AbstractWe have long known that there are large individual differences in the risk of developing Alzheimer’s disease and other dementia subtypes. Indeed, the hope is that this variation gives us clues that may provide new opportunities for targeted interventions and dementia prevention. Thousands of studies in recent decades provide compelling evidence that there are dozens of modifiable and non‐modifiable dementia risk factors. This provides cause for optimism, though critics stress several limitations that need to be addressed. The thorny issue of possible confounding remains, and the causal status of many dementia risk factors is challenging or even impossible to establish in randomized controlled trials. Most prior studies are modest in size and there is large variation in the associations observed between studies that is difficult to explain. Lastly, the window of opportunity for early intervention is difficult to assess from studies of older adults whose underlying pathologies may already be well established. UK Biobank provides us with a fundamentally different type of resource to help address these limitations and accelerate the pace of our discoveries. So, what’s new? For the first time we can investigate genetic, lifestyle and environmental risk factors for dementia in half a million middle‐aged and older adults.

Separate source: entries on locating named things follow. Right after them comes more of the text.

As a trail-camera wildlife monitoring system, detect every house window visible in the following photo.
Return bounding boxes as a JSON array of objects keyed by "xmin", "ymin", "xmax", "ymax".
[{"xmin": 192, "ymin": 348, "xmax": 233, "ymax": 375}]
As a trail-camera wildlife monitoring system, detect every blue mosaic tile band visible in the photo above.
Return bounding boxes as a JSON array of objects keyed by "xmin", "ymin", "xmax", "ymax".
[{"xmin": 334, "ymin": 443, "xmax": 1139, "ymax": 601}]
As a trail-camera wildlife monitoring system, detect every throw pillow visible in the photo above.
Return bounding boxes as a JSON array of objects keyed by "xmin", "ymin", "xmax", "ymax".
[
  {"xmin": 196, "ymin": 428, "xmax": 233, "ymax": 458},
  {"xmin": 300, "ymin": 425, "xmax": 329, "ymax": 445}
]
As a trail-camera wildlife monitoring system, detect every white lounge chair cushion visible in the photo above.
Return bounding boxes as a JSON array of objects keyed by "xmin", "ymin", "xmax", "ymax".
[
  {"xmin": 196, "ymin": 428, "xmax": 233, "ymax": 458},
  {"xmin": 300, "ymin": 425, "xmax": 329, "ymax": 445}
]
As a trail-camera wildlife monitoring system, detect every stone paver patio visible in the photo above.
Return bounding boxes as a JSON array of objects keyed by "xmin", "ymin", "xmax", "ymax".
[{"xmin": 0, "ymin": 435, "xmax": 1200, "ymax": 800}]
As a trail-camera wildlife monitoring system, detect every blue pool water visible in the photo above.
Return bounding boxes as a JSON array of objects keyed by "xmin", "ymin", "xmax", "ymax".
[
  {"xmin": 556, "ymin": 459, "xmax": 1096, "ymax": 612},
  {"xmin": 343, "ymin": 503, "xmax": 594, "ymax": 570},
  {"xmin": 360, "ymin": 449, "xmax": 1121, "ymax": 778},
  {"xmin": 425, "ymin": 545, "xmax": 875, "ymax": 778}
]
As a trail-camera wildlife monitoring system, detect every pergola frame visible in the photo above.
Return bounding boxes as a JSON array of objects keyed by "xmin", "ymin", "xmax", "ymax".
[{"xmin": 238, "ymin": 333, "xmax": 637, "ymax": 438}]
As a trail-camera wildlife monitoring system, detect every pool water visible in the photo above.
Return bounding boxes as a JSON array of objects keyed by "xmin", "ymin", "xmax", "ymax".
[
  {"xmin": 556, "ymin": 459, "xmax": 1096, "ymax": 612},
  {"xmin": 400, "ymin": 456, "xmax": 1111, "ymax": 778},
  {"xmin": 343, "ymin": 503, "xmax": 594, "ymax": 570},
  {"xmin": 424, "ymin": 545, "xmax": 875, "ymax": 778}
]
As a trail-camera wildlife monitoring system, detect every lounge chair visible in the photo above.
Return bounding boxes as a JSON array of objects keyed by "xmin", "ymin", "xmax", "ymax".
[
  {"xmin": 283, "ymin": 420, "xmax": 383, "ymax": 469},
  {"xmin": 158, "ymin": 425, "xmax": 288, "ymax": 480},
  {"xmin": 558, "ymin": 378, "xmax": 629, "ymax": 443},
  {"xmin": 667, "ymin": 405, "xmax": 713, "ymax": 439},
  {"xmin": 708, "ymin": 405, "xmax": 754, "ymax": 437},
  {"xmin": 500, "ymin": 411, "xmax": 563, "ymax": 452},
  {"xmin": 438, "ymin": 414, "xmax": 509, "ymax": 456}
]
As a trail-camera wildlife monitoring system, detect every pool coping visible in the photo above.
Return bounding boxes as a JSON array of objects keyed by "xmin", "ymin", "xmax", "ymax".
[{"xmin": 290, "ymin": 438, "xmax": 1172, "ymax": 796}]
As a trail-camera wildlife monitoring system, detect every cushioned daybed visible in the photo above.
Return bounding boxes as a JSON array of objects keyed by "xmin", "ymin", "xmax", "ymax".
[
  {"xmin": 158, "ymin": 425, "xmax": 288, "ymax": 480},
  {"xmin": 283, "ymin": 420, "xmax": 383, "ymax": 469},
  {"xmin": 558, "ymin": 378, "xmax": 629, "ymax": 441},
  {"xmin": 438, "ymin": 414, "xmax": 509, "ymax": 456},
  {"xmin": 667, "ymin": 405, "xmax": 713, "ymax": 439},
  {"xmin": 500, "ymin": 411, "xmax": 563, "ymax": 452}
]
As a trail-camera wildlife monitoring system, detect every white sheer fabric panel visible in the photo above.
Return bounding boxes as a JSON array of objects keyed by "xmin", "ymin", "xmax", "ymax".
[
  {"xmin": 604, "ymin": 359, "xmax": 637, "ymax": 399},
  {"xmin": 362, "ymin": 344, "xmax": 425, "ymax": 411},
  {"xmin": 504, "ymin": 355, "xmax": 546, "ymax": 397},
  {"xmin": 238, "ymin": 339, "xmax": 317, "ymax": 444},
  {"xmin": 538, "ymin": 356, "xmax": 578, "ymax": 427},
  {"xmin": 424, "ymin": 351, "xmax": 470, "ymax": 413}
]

This has been a game changing shift in the size and richness of the data available to us, which in turn has changed the scientific questions that are possible to address. For example, we established for the first time that lifestyle factors do not interact with polygenic risk, suggesting that lifestyle interventions may decrease dementia risk regardless of genetic variation (Lourida, et al., 2019, JAMA). We can now investigate single or multiple risk factors for dementia with greater confidence. For instance, recent studies of frailty and cardiometabolic multimorbidity in combination with genetic, neuroimaging, and other rich data provide practical examples (Ward, et al., 2022, JNNP; Tai, et al., 2022, Lancet Healthy Longevity). Mendelian randomization and causal machine learning are particularly promising approaches when evaluating causality. Future enhancements to UK Biobank will facilitate even more powerful insights into the natural history of dementia, raising new possibilities for precision dementia medicine.